Um caminhão passa despejando tanta fumaça pelo escapamento, que eu acredito que minha expectativa de vida reduziu pelo menos um ano, devido à quantidade de fumaça que inalei.

Uma senhora me oferece balas de goma. Duas por um real. Aceno que não com a cabeça, lamentando não ter uma moeda e nota sequer (era verdade, juro). Ela se afasta resmungando. Fico pensando nas injustiças dessa vida e como seria viver em um mundo sem advogados. Acho que não veria cenas deprimentes como essa.

Na calçada passa uma mulher muito interessante. 1,70m de altura pele bem clara. Olhos verdes suaves, cabelos um pouco abaixo dos ombros, lisos, claros, quase loiros. Tênis branco, calça jeans, camiseta branca. Uma bolsa a tiracolo. Cerca de 35 anos.

Seu olhar se cruza com o meu. Muito séria. Do tipo comprometida ou do tipo que não da mole para qualquer um. Ou pior ainda, do tipo que me achou um ‘mané’. Fiquei até constrangido com o olhar, poderia congelar um lago. Mas eis que ela olha para trás, em minha direção. Nossos olhos se cruzam de novo. Dessa vez parecia diferente. Ela segurou mais tempo o olhar. Foi impressão minha ou ela esboçou um sorriso?

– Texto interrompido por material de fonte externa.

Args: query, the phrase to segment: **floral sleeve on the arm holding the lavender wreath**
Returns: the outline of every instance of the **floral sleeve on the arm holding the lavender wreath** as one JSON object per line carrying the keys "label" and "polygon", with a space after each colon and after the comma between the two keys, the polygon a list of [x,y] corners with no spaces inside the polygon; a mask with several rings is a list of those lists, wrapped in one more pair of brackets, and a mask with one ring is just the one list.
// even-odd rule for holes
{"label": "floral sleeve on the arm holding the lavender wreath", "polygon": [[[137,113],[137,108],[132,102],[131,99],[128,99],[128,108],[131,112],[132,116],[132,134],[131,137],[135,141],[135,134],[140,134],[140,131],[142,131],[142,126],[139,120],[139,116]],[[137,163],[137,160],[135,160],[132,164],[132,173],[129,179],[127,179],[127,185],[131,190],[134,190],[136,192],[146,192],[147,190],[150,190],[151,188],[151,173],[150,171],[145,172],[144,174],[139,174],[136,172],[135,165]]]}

De repente eu pulo assustado com um barulho de buzina do carro de trás. O sinal estava verde. Tenho a impressão de que o motorista xingou até a quinta geração da minha família. Lembro-me dos motoqueiros amarrados sob o capô (na minha imaginação) e acrescento esse motorista apressadinho.

Enquanto ando procuro por todos os lados a mulher, mas já tinha desaparecido. Sumido com seu olhar sério e enigmático. Será que ela tinha sorrido mesmo? Afinal de contas, acho que não entendo muito de olhares femininos.
Sempre que posso, passo nessa mesma rua, nesse mesmo semáforo, mas nunca mais a encontrei.